The case contains no motion for judgment in favor of the defendants upon the report, but is here upon exception to a decree rejecting upon motion of the plaintiffs the conclusion of the triers of fact, and establishing as the true line what is called the "charter line." Assuming that by the "charter line" is meant a line run as nearly as can now be done in accordance with the calls of the charter, a fatal objection to the decree is the fact that the location of such a line at the point in dispute has not been determined. The report states the claim of the plaintiffs and their surveyor on the point, but does not decide it. By the charter of Bath, which is made a part of the case, the charter line commences at a bound at the mouth of the Ammonoosuc river and runs thence up the Connecticut river to a bound described, thence easterly, southerly, and westerly on named courses of about six miles each in length, to the bound begun at. The point in dispute is situate on the last line, approximately near the point found to have been always recognized as the corner from which the description starts. The point in dispute is therefore practically eighteen miles from the starting point; and that different surveyors would now run this line without a variation of as much as seventy feet (the distance *Page 514 in dispute) cannot be held as matter of law. It may be inferred from the report to have been conceded that, starting from the recognized corner and reversing the charter course, the line would cross the bridge substantially as the plaintiffs claim; but this fact would be evidence merely — not necessarily decisive — upon the question where a line run on the calls of the charter would cross the bridge. As no facts have been found sufficient in any view of the law to authorize the decree which was made, the exception thereto must be sustained and the decree set aside.
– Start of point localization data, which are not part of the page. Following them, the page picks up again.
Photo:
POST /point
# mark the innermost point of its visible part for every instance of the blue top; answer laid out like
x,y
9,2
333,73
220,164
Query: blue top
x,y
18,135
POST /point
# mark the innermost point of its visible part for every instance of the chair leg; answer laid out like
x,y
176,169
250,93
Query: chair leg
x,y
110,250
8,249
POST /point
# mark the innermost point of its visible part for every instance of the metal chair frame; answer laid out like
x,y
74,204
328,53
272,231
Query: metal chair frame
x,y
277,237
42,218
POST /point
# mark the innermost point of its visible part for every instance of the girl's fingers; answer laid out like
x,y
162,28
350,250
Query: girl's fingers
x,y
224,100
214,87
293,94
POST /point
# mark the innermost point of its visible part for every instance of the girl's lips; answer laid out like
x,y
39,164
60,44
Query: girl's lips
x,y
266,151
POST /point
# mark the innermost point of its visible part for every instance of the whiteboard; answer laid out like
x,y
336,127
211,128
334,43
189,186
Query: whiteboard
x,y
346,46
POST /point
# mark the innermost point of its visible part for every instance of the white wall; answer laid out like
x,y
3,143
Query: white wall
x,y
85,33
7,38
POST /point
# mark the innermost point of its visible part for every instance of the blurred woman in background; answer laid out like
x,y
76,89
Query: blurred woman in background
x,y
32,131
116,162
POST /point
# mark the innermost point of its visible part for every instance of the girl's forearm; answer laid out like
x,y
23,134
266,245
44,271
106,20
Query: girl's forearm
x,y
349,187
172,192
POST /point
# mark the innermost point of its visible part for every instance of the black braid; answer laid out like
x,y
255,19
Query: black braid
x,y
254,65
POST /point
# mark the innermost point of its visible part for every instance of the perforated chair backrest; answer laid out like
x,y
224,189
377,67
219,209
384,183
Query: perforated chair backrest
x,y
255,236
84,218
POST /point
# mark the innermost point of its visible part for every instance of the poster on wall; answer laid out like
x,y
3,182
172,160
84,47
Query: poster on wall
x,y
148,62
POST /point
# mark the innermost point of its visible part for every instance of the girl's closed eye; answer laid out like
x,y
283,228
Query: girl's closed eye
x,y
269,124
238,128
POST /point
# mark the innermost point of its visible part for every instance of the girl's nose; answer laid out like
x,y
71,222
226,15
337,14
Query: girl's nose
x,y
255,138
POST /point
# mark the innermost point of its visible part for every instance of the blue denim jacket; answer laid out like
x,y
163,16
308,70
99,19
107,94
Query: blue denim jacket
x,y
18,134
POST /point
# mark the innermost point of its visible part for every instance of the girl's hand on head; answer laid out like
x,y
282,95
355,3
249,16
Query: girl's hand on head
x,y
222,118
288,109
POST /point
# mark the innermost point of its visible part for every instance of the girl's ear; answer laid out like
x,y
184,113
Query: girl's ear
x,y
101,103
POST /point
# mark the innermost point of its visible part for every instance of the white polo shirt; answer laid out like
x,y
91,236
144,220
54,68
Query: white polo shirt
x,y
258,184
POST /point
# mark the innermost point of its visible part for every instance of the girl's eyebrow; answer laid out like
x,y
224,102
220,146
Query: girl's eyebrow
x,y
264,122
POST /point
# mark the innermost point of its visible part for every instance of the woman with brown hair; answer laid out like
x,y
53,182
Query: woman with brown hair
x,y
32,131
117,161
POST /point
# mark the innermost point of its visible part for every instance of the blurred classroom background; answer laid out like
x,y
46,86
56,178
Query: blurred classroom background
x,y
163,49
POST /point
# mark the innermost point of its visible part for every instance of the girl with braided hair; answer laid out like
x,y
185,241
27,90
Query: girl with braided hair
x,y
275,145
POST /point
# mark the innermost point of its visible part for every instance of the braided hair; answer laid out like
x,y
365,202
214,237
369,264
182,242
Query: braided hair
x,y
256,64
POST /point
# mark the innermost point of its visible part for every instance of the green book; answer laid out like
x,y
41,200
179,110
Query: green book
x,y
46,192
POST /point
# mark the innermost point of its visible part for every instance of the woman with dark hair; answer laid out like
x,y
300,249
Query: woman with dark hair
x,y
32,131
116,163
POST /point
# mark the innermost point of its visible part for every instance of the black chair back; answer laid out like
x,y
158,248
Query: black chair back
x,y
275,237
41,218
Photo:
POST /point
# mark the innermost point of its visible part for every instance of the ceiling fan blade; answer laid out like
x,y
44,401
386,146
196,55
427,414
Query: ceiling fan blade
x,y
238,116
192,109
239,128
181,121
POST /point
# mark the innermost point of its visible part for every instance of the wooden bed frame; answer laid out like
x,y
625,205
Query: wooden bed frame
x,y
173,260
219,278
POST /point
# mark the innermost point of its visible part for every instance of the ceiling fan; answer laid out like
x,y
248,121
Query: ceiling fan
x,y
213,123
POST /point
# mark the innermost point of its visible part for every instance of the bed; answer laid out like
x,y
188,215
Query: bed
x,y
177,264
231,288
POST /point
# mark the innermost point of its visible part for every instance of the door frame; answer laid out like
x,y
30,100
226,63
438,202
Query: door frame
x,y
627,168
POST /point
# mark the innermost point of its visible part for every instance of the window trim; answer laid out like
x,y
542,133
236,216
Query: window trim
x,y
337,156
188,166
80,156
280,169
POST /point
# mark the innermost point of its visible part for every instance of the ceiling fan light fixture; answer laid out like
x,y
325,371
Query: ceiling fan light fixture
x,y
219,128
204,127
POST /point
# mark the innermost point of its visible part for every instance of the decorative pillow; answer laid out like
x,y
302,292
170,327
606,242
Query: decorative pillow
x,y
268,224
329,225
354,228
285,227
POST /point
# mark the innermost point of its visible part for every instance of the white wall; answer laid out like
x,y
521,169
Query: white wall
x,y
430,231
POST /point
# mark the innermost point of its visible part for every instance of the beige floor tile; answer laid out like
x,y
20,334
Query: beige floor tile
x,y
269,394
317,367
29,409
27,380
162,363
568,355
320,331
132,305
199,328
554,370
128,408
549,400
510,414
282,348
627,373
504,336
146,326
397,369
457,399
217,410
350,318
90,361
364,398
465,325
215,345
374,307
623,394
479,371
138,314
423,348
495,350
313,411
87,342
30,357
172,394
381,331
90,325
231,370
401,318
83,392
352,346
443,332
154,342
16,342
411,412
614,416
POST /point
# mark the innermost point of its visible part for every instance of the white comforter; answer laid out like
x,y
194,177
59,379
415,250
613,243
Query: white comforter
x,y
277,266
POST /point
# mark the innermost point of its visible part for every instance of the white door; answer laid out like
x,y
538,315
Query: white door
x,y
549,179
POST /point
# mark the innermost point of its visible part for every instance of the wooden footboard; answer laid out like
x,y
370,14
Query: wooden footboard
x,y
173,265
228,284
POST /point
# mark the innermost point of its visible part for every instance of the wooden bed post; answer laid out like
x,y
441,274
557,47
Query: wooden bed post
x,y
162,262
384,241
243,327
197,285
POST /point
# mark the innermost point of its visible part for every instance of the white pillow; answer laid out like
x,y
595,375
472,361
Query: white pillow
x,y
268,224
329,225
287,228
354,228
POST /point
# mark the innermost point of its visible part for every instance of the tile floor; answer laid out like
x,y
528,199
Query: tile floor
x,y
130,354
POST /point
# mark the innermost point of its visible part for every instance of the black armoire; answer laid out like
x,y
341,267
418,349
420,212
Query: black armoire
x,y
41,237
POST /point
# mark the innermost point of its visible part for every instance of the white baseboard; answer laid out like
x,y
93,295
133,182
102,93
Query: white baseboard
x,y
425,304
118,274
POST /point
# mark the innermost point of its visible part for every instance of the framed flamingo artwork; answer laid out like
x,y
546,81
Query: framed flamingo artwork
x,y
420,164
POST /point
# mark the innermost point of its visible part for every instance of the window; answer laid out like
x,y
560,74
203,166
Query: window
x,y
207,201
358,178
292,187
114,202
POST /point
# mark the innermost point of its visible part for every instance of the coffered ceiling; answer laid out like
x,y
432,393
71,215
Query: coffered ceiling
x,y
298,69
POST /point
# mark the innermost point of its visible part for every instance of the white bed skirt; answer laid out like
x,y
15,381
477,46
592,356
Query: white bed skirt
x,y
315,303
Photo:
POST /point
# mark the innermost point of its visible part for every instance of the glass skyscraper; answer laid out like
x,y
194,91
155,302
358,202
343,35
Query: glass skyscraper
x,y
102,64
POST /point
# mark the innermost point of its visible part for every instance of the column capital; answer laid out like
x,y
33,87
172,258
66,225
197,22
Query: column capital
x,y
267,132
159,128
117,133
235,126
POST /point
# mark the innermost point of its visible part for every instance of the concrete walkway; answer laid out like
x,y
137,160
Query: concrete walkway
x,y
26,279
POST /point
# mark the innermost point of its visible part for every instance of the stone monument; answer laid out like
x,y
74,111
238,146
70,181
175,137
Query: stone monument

The material question between the parties, however, is whether there was legal error in the conclusion of the commissioners that the boundary between the towns was at the center pier where they have marked the line. When a line has been located and established, and treated for more than fifty years as the correct line between the towns, such line must be regarded as the true jurisdictional line between them, although it may differ from the calls of the charter. Hanson v. Russel, 28 N.H. 111. "Its actual situs upon the ground might be determined by a practical location long established and acquiesced in, . . . even if such line were variant from that described in the act of incorporation." Heywood v. Lumber Co,70 N.H. 24, 29. Whether there had been such practical location, long established and acquiesced in, at any point on the bridge, was a question of fact upon which there was evidence before the committee. From 1829 to 1894, the town of Bath maintained the bridge to the center of the middle pier. Bath paid one half of the expense of building the bridge, and, in 1887, one half of the expense of repairing the pier; and in a perambulation made in 1875, the pier is mentioned as a monument through which the boundary line runs. It also appeared from a perambulation in 1840, that the recognized line on the ground was not a straight line, as called for by the charter. From this evidence it could be found that there was a practical location of the boundary line differing from the calls of the charter, long recognized and acquiesced in, and that the line adopted and recognized passed through the center pier at the point where the commissioners marked it. These facts are evidence from which the fact as to the true location of the line might be found as the committee have found it. It is immaterial that there was evidence tending to an opposite conclusion. There has been no suggestion that the report should be set aside as against the weight of the evidence. Drown v. Hamilton, 68 N.H. 23. The exceptions are sustained.

Decree set aside: judgment on the report for the defendants.